Maximum steps to transform 0 to X with bitwise AND
Last Updated :
03 Feb, 2023
For an integer N, there are elements ranging from 0 to N-1. Certain elements can be transformed into other elements. Each transformation requires a certain effort which is equal to 1 unit, for each transformation. An element A can be transformed to element B, if and only if A != B and A & B = A (where & is the bitwise AND operator). We need to find the maximum effort possible to obtain the element with value X, from the element with value 0, by a series of transformations.
Examples :
Input : X = 2
Output : 1
The only way of obtaining 2 is to directly transform 0 to 2 (bitwise AND of 0 and 2 is 0) and hence requires one step.
Input : X = 3
Output : 2
3 can be obtained in two steps. First, transform 0 to 1 (bitwise AND of 0 and 1 is 0). Then, transform 1 to 3 (bitwise AND of 1 and 3 is 1).

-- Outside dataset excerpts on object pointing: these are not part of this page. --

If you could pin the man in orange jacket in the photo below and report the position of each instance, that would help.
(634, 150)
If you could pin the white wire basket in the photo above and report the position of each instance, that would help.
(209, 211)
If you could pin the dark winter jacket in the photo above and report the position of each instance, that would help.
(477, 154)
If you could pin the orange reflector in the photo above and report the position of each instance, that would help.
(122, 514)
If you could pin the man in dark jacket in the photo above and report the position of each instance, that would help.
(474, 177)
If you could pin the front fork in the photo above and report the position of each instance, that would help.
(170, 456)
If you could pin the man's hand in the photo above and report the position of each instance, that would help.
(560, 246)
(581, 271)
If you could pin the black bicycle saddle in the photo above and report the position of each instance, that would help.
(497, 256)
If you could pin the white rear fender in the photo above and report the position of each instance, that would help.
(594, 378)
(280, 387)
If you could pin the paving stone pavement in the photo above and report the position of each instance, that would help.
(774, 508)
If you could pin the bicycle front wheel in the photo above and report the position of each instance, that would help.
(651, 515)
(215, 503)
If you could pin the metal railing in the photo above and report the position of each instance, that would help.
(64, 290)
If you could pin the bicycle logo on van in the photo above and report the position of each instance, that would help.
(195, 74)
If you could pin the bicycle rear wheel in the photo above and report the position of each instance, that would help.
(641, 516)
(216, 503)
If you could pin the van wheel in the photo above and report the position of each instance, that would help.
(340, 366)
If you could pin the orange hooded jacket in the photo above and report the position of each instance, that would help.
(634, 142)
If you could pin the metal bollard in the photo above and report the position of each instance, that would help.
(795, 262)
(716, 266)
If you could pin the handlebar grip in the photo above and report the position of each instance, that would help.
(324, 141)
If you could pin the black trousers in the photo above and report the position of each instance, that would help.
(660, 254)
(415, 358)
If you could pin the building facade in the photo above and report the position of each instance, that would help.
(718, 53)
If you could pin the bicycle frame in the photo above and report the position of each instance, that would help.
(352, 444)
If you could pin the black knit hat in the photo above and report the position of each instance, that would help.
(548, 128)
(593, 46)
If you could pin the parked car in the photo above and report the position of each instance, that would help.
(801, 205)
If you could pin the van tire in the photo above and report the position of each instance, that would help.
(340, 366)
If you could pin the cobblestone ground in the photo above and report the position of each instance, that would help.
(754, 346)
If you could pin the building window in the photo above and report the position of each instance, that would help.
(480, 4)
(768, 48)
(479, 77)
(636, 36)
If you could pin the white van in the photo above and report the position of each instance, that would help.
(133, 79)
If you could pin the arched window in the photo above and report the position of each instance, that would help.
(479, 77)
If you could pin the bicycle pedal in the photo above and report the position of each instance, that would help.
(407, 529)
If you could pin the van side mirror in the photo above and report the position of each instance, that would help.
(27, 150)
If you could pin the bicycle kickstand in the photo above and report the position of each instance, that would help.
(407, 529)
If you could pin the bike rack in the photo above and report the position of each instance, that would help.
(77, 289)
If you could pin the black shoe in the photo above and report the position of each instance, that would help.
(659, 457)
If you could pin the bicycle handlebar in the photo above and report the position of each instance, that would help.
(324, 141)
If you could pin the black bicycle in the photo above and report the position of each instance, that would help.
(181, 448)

The simple solution is to count the number of set bits in X.
Explanation:
First, consider a single step transformation from A to B. All the set bits (bits which are equal to 1) of A should be set in B, otherwise bitwise AND of A and B will not be equal to A. If there is any bit that is set in A but not in B, then the transformation is not possible. The unset bits of A can either be set or unset in B, it does not matter. We can then change A to B by setting all the unset bits in A in one single step. Consequently, if we had to transform 0 to X in the least steps, the answer would have been one because bitwise AND of 0 with any number is 0.

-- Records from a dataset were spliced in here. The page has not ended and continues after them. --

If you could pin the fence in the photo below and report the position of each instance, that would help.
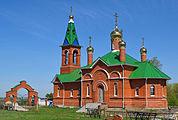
(144, 115)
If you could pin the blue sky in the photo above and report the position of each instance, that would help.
(31, 32)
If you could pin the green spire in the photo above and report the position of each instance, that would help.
(71, 36)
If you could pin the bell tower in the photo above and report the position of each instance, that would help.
(70, 49)
(116, 36)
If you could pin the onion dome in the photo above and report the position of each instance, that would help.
(71, 17)
(90, 48)
(116, 33)
(143, 50)
(122, 43)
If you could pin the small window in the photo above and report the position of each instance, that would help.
(66, 57)
(113, 46)
(75, 57)
(136, 91)
(79, 92)
(152, 89)
(88, 90)
(72, 92)
(58, 92)
(115, 89)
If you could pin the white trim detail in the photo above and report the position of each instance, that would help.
(117, 73)
(102, 70)
(89, 75)
(74, 50)
(97, 61)
(71, 21)
(136, 91)
(101, 82)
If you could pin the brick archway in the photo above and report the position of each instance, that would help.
(23, 84)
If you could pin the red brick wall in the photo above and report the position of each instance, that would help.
(68, 68)
(106, 76)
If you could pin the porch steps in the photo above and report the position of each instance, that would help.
(88, 105)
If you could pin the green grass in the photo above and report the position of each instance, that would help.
(44, 113)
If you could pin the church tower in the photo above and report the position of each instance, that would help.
(116, 36)
(70, 49)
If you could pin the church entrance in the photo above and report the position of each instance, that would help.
(101, 94)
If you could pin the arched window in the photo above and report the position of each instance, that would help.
(113, 46)
(72, 92)
(152, 89)
(88, 90)
(58, 92)
(136, 91)
(79, 92)
(115, 89)
(75, 57)
(66, 57)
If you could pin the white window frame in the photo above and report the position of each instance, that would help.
(79, 92)
(66, 57)
(152, 89)
(72, 92)
(58, 92)
(115, 90)
(88, 90)
(113, 46)
(136, 91)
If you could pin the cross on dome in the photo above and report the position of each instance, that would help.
(116, 18)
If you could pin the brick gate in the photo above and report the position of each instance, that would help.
(31, 92)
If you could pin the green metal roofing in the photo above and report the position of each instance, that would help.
(70, 77)
(112, 58)
(16, 86)
(71, 36)
(143, 69)
(147, 70)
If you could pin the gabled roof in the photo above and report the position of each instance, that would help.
(147, 70)
(143, 69)
(71, 36)
(112, 58)
(70, 77)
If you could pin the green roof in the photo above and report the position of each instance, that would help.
(71, 36)
(147, 70)
(16, 86)
(113, 58)
(143, 69)
(73, 76)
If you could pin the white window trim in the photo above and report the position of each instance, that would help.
(115, 90)
(79, 95)
(136, 95)
(88, 90)
(58, 92)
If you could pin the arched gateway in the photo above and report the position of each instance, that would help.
(23, 84)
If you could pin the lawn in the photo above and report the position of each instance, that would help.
(44, 113)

But we have to compute the maximum steps. So in each step, we set each bit starting from the right and a set bit can not be cleared once it set.
Example:
Suppose we want to obtain 13 (1101 in binary) from 0. We start by setting the 1st bit from the right by transforming 0 to 1 (0001 in binary). We next set the 3rd bit from the right to form 5 (0101 in binary). The last step would be to set the 4th bit and obtain 13 (1101).

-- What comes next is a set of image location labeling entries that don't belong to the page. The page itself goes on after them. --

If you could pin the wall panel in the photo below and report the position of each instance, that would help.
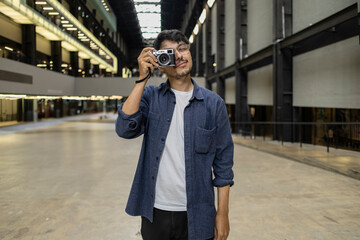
(213, 29)
(308, 12)
(43, 45)
(230, 93)
(329, 76)
(10, 29)
(260, 86)
(230, 7)
(260, 25)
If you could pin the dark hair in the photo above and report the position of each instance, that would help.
(171, 35)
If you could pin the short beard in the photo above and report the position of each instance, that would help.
(183, 74)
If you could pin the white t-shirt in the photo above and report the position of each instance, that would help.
(170, 190)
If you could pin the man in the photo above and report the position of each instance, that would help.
(186, 135)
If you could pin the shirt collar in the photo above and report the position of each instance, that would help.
(197, 93)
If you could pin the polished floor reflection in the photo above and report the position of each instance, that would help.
(71, 181)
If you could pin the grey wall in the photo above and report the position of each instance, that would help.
(308, 12)
(260, 86)
(260, 24)
(329, 76)
(45, 82)
(115, 85)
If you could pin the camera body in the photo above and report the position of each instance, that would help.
(165, 57)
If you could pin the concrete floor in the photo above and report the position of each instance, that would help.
(71, 181)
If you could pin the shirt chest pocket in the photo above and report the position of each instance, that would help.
(153, 125)
(204, 140)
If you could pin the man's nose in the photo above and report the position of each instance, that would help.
(178, 55)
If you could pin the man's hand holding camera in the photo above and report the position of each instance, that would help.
(146, 61)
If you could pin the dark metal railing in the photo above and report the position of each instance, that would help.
(344, 135)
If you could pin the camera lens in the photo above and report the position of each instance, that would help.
(164, 59)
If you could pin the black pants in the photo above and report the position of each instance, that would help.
(166, 226)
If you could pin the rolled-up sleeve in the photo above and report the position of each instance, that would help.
(132, 126)
(223, 163)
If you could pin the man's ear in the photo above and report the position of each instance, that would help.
(162, 69)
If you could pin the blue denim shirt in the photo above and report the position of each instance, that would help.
(208, 152)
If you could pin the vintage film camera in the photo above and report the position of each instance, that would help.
(165, 57)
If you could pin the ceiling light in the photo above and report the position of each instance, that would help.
(191, 39)
(196, 29)
(9, 48)
(149, 15)
(202, 16)
(210, 3)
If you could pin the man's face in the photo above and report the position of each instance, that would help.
(183, 59)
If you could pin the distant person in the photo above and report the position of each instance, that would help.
(187, 140)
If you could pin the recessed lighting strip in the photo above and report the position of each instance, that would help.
(22, 13)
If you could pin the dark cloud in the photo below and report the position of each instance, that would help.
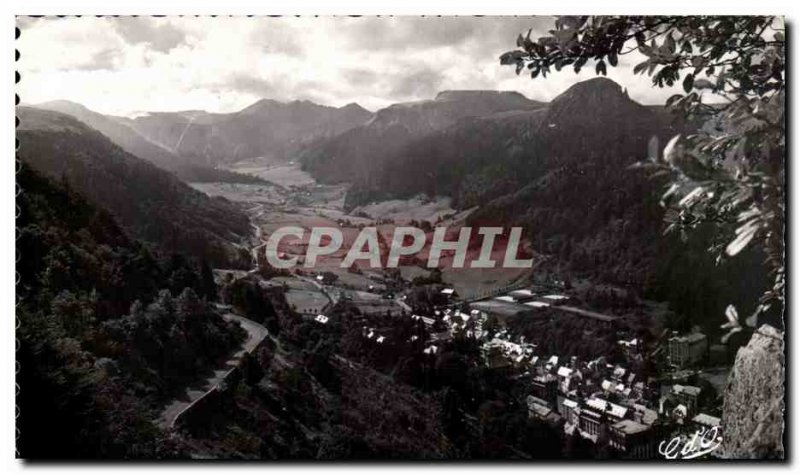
(159, 36)
(402, 33)
(275, 36)
(361, 77)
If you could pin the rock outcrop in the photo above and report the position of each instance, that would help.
(753, 411)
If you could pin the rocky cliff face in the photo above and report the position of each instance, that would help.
(753, 411)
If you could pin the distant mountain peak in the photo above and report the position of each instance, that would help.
(476, 93)
(595, 95)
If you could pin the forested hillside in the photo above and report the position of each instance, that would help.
(107, 330)
(130, 140)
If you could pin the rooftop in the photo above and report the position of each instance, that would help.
(707, 420)
(630, 427)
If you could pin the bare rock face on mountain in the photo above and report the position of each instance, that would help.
(364, 152)
(267, 128)
(753, 412)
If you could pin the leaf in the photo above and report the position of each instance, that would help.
(746, 234)
(670, 151)
(652, 148)
(703, 84)
(688, 82)
(600, 68)
(731, 333)
(752, 320)
(732, 315)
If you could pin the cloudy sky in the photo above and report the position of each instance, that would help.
(128, 65)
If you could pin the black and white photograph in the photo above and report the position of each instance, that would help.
(538, 239)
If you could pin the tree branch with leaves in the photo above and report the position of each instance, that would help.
(731, 171)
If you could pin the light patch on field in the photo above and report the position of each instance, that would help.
(404, 210)
(281, 173)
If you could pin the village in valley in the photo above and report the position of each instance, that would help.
(634, 390)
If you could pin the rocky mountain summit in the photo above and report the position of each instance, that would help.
(752, 415)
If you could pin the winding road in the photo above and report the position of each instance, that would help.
(255, 334)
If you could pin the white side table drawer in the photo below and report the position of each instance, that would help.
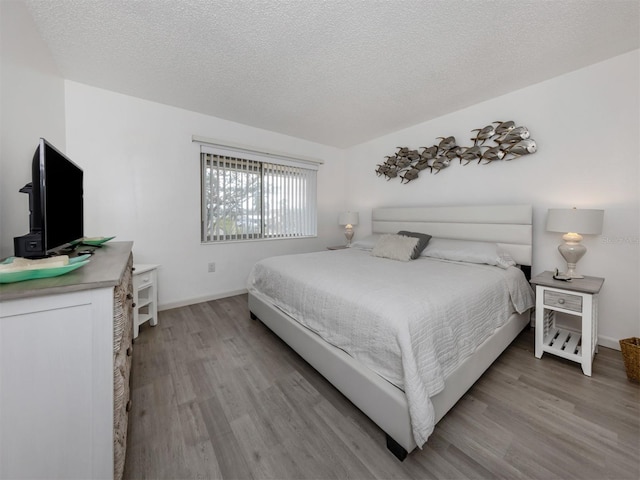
(579, 298)
(563, 300)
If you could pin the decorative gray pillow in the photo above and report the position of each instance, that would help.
(395, 247)
(423, 240)
(468, 251)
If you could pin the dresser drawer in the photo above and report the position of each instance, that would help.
(563, 300)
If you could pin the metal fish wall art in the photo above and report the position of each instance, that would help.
(509, 141)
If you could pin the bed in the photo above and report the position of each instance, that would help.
(406, 399)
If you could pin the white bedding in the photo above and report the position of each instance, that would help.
(411, 322)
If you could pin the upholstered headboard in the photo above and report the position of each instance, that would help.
(510, 226)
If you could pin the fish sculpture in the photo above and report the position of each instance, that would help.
(409, 175)
(523, 147)
(483, 134)
(510, 141)
(492, 154)
(504, 127)
(447, 143)
(470, 154)
(515, 135)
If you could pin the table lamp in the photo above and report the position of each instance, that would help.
(348, 219)
(574, 222)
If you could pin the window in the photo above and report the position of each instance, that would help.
(247, 196)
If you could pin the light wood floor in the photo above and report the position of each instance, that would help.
(217, 395)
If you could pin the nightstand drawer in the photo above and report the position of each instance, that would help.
(563, 300)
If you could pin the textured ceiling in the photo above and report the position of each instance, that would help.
(335, 72)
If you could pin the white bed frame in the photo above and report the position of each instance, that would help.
(508, 225)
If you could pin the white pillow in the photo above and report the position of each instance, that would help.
(395, 247)
(366, 243)
(468, 251)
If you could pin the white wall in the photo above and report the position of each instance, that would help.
(586, 125)
(142, 183)
(31, 106)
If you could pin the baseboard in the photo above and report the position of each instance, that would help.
(192, 301)
(603, 341)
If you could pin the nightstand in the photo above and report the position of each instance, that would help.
(578, 297)
(145, 296)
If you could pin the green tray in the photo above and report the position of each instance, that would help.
(95, 242)
(12, 277)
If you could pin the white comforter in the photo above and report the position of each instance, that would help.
(411, 322)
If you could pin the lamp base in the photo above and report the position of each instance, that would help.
(348, 232)
(572, 251)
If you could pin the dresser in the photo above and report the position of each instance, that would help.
(65, 359)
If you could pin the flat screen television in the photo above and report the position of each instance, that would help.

Step to solve this problem:
1.declare an unsigned integer count=0.
2.while n is not equal to zero:
*update count to count + n&1.
*n>>=1.
3.return count.
C++
#include <bits/stdc++.h>
using namespace std;
unsigned int countSetBits(unsigned int n)
{
unsigned int count = 0;
while (n) {
count += n & 1;
n >>= 1;
}
return count;
}
int main()
{
int i = 3;
cout << countSetBits(i);
return 0;
}
|
Java
class GFG {
static int countSetBits( int n)
{
int count = 0 ;
while (n != 0 )
{
count += n & 1 ;
n >>= 1 ;
}
return count;
}
public static void main(String[] args)
{
int i = 3 ;
System.out.print(countSetBits(i));
}
}
|
Python3
def countSetBits(n) :
count = 0
while (n) :
count + = n & 1
n >> = 1
return count
i = 3
print (countSetBits(i))
|
C#
using System;
class GFG {
static int countSetBits( int n)
{
int count = 0;
while (n != 0)
{
count += n & 1;
n >>= 1;
}
return count;
}
public static void Main(String[] args)
{
int i = 3;
Console.Write(countSetBits(i));
}
}
|
PHP
<?php
function countSetBits( $n )
{
$count = 0;
while ( $n )
{
$count += $n & 1;
$n >>= 1;
}
return $count ;
}
$i = 3;
echo (countSetBits( $i ));
?>
|
Javascript
<script>
function countSetBits(n)
{
var count = 0;
while (n) {
count += n & 1;
n >>= 1;
}
return count;
}
var i = 3;
document.write( countSetBits(i));
</script>
|
Output:
2
Time Complexity: O(log10N)
Auxiliary Space: O(1)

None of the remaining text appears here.